On the Fatty Liver Disease Epidemic

"Only the liver can metabolize the sweet part of the molecule called fructose, which causes liver fat to build up. We now have an epidemic of non-alcoholic fatty liver disease that is actually bigger than the obesity epidemic because 33 percent of all adults in America currently have fatty liver: 45 percent of Latinos, 33 percent of Caucasians, 25 percent of African Americans.

Considering that this phenomenom, non-alcoholic fatty liver, hadn't even been diagnosed in anyone until 1980, the fact that one third of all America has it right now, that is actually the biggest epidemic. How did the liver fat get there? The answer – sugar."

On Defining Processed Food

"Processed food is fiberless food. That's basically what it comes down to. Processed food means that you've got to take the fiber out for shelf-life. And there are two kinds of fiber. There's soluble fiber: which is the kind of stuff that holds jelly together, and pectins, and things like that. And then there's the insoluble fiber: the stringy stuff, like, you know, cellulose, like what you see in celery. You need both. What I describe in the book is like it's kind of like your hair-catcher in your bathtub drain. Um, you have this plastic lattice work with holes in it. So, if you take a shower and the hair is coming down, it blocks up the holes, but only if the hair catcher is there. So, imagine that the cellulose is the hair-catcher, and imagine the hair is the soluble fiber, blocking up the little holes. When they're both there, it forms a barrier on the inside of your intestine.

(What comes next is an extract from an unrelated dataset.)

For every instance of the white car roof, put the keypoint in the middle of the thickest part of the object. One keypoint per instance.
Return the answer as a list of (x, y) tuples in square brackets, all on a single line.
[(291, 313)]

You actually can see it during electron microscopy, that it's a secondary barrier that reduces the rate of absorption of nutrients from the gut, into the bloodstream. And what that does is that it actually keeps the liver safe, because it reduces the rate at which the liver has to metabolize, the stuff. And if you overload the liver, what it does is it has no choice but to turn extra energy into liver fat. And that's what drives this whole process. Is the process of liver fat accumulation, and the thing that does that the worst is sugar, especially when it's not teamed up with fiber."

On the Science Behind Some of His Claims

What we have on cancer and dementia right now is correlation. We do not have causation in humans, and I'm very clear on that, it's why I say it's not for sure. We have causation in animals. We know that these things cause cancer and promote cancer growth in animals. That's an across the board. You can ask Lew Cantley, from Beth Israel, who is now in Mount Sinai, about that. He was the one who did the 60 Minutes piece with us back in April. So, we have the data in animals, no ifs, ands, or buts. And we have the correlative data in humans.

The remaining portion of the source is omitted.